On August 13, 2021, Justice Platkin of the Albany County Commercial Division issued a decision in County Waste & Recycling Serv., Inc. v. Twin Bridges Waste & Recycling, LLC, 2021 NY Slip Op. 50789(U), holding that an unfair competition claim can be based on false statements made about a competitor’s product, explaining:
Count IV alleges unfair competition. Through the anticompetitive misconduct described in the ACTC, including Waste Connections’ false statements and unlawful inducements as to the existence, validity and enforceability of customer contracts, Waste Connections has wrongfully appropriated Twin Bridges’ business and commercial advantage to itself.

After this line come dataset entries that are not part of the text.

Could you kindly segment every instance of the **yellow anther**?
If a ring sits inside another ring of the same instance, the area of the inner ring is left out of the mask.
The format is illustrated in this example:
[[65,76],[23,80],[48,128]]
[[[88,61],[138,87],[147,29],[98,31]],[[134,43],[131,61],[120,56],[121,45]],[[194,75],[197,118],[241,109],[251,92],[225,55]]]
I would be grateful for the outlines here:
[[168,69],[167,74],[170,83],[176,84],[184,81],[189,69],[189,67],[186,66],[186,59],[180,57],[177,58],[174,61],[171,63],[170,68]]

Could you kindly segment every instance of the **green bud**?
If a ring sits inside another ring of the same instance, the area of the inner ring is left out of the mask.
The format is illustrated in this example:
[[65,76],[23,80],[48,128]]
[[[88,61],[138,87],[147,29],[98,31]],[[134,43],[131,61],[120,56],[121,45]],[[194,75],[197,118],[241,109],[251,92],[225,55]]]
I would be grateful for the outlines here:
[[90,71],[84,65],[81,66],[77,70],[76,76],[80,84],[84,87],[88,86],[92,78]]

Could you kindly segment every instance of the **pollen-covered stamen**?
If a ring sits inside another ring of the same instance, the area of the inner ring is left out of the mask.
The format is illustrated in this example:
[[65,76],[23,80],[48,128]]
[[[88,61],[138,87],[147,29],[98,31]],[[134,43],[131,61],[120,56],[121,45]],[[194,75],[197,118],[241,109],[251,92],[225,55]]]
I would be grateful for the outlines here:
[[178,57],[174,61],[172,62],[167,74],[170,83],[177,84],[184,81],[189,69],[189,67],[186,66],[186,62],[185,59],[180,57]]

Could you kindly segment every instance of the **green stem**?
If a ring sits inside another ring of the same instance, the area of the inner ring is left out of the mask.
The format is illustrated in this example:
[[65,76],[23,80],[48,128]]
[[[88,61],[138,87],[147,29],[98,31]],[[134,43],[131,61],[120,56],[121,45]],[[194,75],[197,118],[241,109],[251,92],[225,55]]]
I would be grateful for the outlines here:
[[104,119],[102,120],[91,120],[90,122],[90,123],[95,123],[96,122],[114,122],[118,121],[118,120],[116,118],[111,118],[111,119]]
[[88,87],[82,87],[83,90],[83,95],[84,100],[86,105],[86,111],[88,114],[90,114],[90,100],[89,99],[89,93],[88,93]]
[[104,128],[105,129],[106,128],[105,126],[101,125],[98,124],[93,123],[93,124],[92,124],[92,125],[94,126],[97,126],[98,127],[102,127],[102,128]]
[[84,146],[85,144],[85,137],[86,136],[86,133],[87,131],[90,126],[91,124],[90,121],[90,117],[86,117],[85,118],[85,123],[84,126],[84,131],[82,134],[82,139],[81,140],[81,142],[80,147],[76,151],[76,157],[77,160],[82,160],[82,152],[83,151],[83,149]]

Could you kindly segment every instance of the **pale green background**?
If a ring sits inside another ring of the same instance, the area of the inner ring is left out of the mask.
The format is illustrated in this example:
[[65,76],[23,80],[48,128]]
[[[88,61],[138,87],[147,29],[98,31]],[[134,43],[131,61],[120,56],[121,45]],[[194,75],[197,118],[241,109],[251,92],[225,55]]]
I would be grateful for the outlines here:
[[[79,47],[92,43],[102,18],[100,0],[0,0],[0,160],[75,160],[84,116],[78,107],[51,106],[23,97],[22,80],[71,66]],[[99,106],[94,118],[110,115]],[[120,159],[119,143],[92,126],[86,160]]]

Movants contend that dismissal of this counterclaim is required because Twin Bridges has not alleged that the public is likely to confuse their services with those of Twin Bridges. Movants acknowledge that Twin Bridges also alleges misappropriation of its trade name through Movants’ creation of a website using the twinbridgeslitigation.com domain—conduct that is said to confuse and misdirect the public, including existing and prospective customers—but Movants argue there is no claim of confusion about goods or services, only that the website falsely disparaged the good name and reputation of Twin Bridges. Movants similarly argue the allegation that they intentionally deceived the public by disseminating and publishing its falsehoods as a means of confusing customers does not pertain to goods or services.
New York law has long recognized two theories of common-law unfair competition: palming off and misappropriation. Palming off—that is, the sale of the goods of one manufacturer as those of another—was the first theory of unfair competition endorsed by New York courts, and has been extended to situations where the parties are not even in competition. After the United States Supreme Court sanctioned the misappropriation theory of unfair competition in International News Service v Associated Press (248 US 215 [1918]), the principle that one may not misappropriate the results of the skill, expenditures and labors of a competitor has often been implemented in New York courts. The essence of the misappropriation theory is not just that the defendant has reaped where it has not sown, but that it has done so in an unethical way and thereby unfairly neutralized a commercial advantage that the plaintiff achieved through honest labor. No showing of consumer confusion is required under a misappropriation theory of unfair competition.
Here, Twin Bridges alleges that Movants have wrongfully appropriated its business and commercial advantage to themselves through the use of deliberately false statements and unlawful inducements, an allegation that sounds in misappropriation.
The misappropriation theory of unfair competition protects the intangible but real relationship existing between a merchant and its usual customers. Thus, cases applying New York law recognize that intentionally false statements about a competitor’s product may constitute misappropriation of customer goodwill.
Based on the foregoing and recognizing the broad and flexible nature of the doctrine of unfair competition under New York law, the branch of the motion seeking the dismissal of Count IV is denied.
(Internal quotations and citations omitted) (emphasis added).